In the fall of 2017, the Norwegian government put their foot down. Being the 100 % owner of the Store Norske Spitsbergen Kulkompani (SNSK), the company that owns and runs all Norwegian coal mines in Spitsbergen, the government could directly decide about the fate of mining and miners in Sveagruva and Longyearbyen and related economies. The decision in 2017 was to put an end to all mining in Sveagruva. Both the coal mine Svea Nord, which had been profitable for a number of years, and the new mine in Lunckefjellet were to be phased out and physically cleaned up as far as possible.

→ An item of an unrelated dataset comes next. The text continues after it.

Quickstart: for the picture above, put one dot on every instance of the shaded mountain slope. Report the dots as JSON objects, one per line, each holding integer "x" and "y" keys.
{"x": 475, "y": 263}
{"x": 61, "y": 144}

And the same was to happen for the settlement Sveagruva itself. Norwegian coal mining in Spitsbergen is only continued now in mine 7 near Longyearbyen (where the operation has since increase from one shift to two shifts).
Day facilities and mine entrance at Lunckefjellet.
The reasons were officially said to be entirely economical considerations. The government does not really give more information than necessary, relevant documents have been declared confidential. Many see the end of coal mining in Sveagruva, especially in the newly built Lunckefjellet mine, with a tear in their eyes, as tradition, jobs and an industry that is important for Longyearbyen are about to get lost.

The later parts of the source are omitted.